何らかの理由で性交渉ができないご夫婦に対しては、シリンジ法をお勧めしています。

マスターベーションによって採取された精液を注射器(シリンジ)に入れて、

膣内に注入する方法で通常の性交渉と同じ効果が期待されます。
手技も簡単で費用も実費負担のみですのでお手軽です。

条件

  • マスターベーションによって精液が採取できること
  • 夫の精液所見が正常なこと
  • 妻が排卵していること
  • 妻の卵管が通っていること

手順

シリンジセット(アスカで販売しています)購入

精液採取用カップ/シリコンチューブ/注射器

3個 2000円(税別)

1. 精液の採取と液化

マスターベーションで容器に精液を採取します。
採取直後の精液は粘性が強いので、常温で15分ほど置いてサラサラにしてから使用します。

容器が小さいので、採取しにくいです。
当院で使用している専用容器(500円)を希望される方はお申し付けください。

2. 注射器のセット

注射器にチューブを接続します。

しっかり装着してください。
最初に空気だけを1〜2cc程度吸います。

3. 注入の準備

注射器で精液を吸い上げます。

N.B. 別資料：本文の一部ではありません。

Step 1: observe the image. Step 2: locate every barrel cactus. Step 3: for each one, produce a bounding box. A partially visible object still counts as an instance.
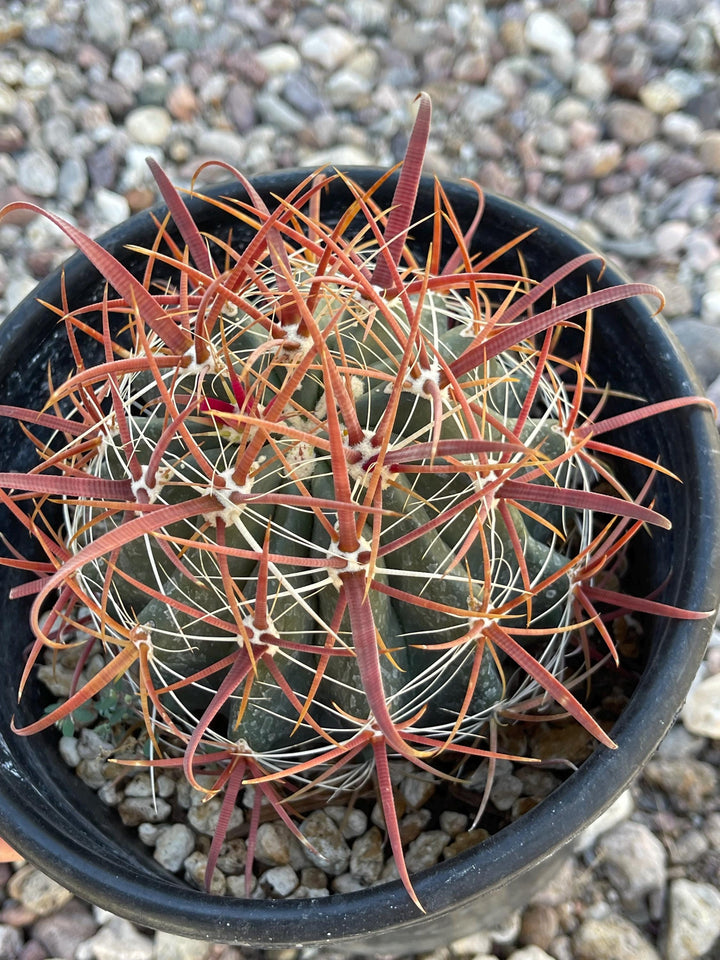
[0,95,701,897]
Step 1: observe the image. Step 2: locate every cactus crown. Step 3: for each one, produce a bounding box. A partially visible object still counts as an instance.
[0,95,708,898]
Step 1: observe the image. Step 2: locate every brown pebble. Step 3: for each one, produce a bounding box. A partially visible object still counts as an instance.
[443,828,490,860]
[519,904,560,950]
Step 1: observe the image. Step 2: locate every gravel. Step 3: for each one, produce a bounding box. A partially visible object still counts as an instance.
[0,0,720,960]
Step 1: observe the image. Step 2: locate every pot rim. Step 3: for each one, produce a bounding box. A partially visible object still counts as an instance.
[0,167,720,946]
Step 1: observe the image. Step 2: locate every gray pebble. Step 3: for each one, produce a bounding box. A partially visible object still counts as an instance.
[300,810,350,876]
[118,797,171,827]
[75,759,108,790]
[84,0,130,50]
[300,24,357,71]
[58,737,80,767]
[490,773,523,810]
[666,878,720,960]
[153,930,210,960]
[525,10,575,54]
[350,827,385,886]
[255,91,305,134]
[0,923,24,960]
[572,916,660,960]
[325,806,367,840]
[7,863,72,917]
[596,821,667,912]
[125,106,172,147]
[672,318,720,386]
[188,797,245,837]
[259,866,300,898]
[594,192,642,239]
[606,100,658,147]
[225,83,258,133]
[75,915,154,960]
[183,850,227,897]
[405,830,450,875]
[153,823,195,873]
[508,945,554,960]
[30,898,98,957]
[17,150,60,197]
[57,157,89,209]
[460,87,506,126]
[218,837,247,874]
[112,47,143,93]
[643,758,718,812]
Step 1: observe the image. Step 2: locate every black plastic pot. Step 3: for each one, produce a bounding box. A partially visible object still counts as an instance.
[0,169,720,953]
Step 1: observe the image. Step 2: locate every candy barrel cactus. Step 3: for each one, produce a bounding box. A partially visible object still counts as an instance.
[0,95,706,897]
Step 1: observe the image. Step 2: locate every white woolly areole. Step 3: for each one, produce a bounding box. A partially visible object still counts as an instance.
[327,537,371,590]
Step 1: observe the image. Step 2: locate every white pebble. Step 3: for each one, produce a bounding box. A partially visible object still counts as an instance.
[153,823,195,873]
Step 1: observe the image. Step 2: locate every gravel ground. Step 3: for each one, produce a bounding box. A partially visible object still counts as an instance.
[0,0,720,960]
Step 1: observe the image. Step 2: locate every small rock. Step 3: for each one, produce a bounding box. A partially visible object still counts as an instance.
[58,737,80,767]
[638,77,686,116]
[681,672,720,740]
[572,916,660,960]
[606,100,658,147]
[669,830,710,865]
[0,923,23,960]
[666,878,720,960]
[300,25,357,72]
[138,823,160,847]
[460,87,506,127]
[405,830,450,874]
[183,850,227,897]
[653,220,691,261]
[17,150,60,197]
[700,290,720,326]
[643,758,718,812]
[325,807,367,840]
[218,837,247,875]
[597,821,667,911]
[594,191,643,239]
[83,0,130,50]
[399,808,432,846]
[255,43,302,77]
[508,945,554,960]
[572,60,610,103]
[440,810,469,837]
[165,83,195,123]
[350,827,385,886]
[520,904,560,950]
[572,792,635,853]
[7,864,72,917]
[564,140,622,181]
[255,822,297,867]
[118,797,171,827]
[300,810,350,876]
[525,10,575,55]
[188,797,245,837]
[75,916,153,960]
[660,318,720,386]
[153,930,212,960]
[57,157,89,209]
[153,823,195,873]
[400,771,436,810]
[450,930,492,960]
[125,105,172,147]
[660,111,702,147]
[31,898,97,960]
[260,866,299,899]
[698,130,720,174]
[255,90,305,134]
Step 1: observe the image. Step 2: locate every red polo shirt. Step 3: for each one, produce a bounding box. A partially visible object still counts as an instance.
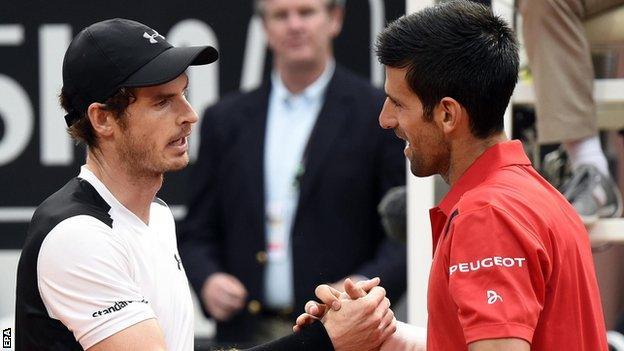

この時、注射器は垂直に立ててください。
ゆっくりと吸い上げて、泡立てないようにしてください。

4. シリンジセットの挿入

女性は仰向けになって寝て下さい。
男性はチューブの中央を持って膣内に挿入します。

注射器とチューブの接続部まで膣内に挿入してください。

途中で子宮下部に当たることがあります。

入らない場合には、上下左右に方向を変えてみてください。

5. 精液の注入

注射器を押して精液をゆっくりと注入します。
注入後はそのまま横になるか、就寝するのが理想的です。
※イラストでは実際より長いチューブを使用しています(当院で提供しているのは10センチ程の製品です)。
※注入した精液がほとんど出てしまう場合には、再度トライしてください。 精液量が多い(5cc以上)の場合には、あふれ出ることがありますが、この場合は問題ありません。